Sikkim Public Service Commission

Constitutional body overview
- Formed: 1975; 51 years ago
- Jurisdiction: Government of Sikkim
- Headquarters: Old Tourism Complex, M. G. Marg, Gangtok, Sikkim
- Constitutional body executive: C.P Tongden, (Chairman) Deepa Rani Thapa (Secretary) T. T Sherpa (Member);
- Website: spscskm.gov.in

= Sikkim Public Service Commission =

Government agency in Sikkim, India

The Sikkim Public Service Commission (SPSC) have been set up in terms of Article 315 of the Constitution of India. The Public Service Commission are envisaged as independent constitutional institutions not subject to governmental or political interference or control and charged with the responsibility of recruitment and management of public services. Under Article 320 of the Constitution of India, it conducts examinations for appointment of persons to the Services etc.

==History ==
SPSC came into consideration back in May 1975. When Sikkim state was integrated with the Constitutional Provision under Article 315, the commission was constituted in 1978. During the initial periods, it did not work for four years, becoming functioning only in 1982 when the state governor appointed the Commissions' Chairman.

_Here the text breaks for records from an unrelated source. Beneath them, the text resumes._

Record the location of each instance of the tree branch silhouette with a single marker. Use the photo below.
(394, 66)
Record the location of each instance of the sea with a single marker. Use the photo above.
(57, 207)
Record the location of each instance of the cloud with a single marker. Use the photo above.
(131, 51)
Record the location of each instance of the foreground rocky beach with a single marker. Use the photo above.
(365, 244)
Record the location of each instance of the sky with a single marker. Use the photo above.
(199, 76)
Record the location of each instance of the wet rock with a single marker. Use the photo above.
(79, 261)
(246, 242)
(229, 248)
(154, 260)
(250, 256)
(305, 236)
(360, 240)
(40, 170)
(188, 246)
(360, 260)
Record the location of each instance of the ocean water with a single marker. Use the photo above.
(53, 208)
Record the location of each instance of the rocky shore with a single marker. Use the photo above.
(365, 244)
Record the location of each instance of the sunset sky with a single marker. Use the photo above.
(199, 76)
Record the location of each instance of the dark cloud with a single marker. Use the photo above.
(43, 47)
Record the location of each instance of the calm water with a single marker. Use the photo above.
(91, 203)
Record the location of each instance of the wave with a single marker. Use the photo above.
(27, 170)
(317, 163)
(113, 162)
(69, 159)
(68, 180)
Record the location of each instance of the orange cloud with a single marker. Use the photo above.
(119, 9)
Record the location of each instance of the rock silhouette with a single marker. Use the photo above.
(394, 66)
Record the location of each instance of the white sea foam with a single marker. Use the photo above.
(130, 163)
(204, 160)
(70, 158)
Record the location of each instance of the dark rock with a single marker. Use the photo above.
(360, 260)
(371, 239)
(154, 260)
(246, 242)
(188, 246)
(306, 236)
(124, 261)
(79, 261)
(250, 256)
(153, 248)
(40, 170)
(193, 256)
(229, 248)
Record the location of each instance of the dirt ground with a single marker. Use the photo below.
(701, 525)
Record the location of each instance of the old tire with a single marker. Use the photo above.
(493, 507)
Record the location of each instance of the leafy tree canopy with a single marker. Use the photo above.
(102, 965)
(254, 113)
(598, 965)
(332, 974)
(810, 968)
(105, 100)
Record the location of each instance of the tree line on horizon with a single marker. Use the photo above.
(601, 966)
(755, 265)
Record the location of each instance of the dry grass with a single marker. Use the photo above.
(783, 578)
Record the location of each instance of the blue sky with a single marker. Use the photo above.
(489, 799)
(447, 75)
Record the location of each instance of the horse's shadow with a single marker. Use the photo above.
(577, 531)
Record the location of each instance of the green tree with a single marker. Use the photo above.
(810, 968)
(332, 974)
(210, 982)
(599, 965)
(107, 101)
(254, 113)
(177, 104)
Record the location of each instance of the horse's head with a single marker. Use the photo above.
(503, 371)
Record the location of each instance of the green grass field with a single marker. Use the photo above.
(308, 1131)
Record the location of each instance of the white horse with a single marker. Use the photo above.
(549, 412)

==Functions and responsibilities==
The functions of the State Public Service Commission, as enumerated in Clause (1) of Article 320 of the Constitution of India, are

(1)          to conduct examinations for appointments to the services of the State;

(2)          to make recommendations to the State Government for appointment of persons to the Services;

(3)          to be consulted in the matters of appointment, promotions, transfer and disciplinary matters of civilian employees of the State Government;

(4)          to advise on any other matter that may be referred by the Government;

(5)          to advise on any claim by or in respect of a person who is serving or has served under the Government of the State in a civil capacity, that any costs incurred by him in defending legal proceedings instituted against him in respect of acts done or purporting to be done in the execution of his duty should be paid out of the Consolidated Fund of the State;

(6)          to advise on claim for the award of a person in respect of injuries sustained by a person while in service under the Government of Sikkim, in a civil capacity, and any question as to the amount of any such award;

(7)          to present on annual report to the Governor who shall cause it to be laid before the State Legislature.

            It is also the duty of Commission to tender advice on any matter so referred to it and on any other matter which the Governor of the State may refer to it.

==Commission profile==
The commission is headed by a Chairman and members for specific roles. Their term of service and suspension are governed by the Sikkim Public Service Commission (Members) Regulations Act, 1983.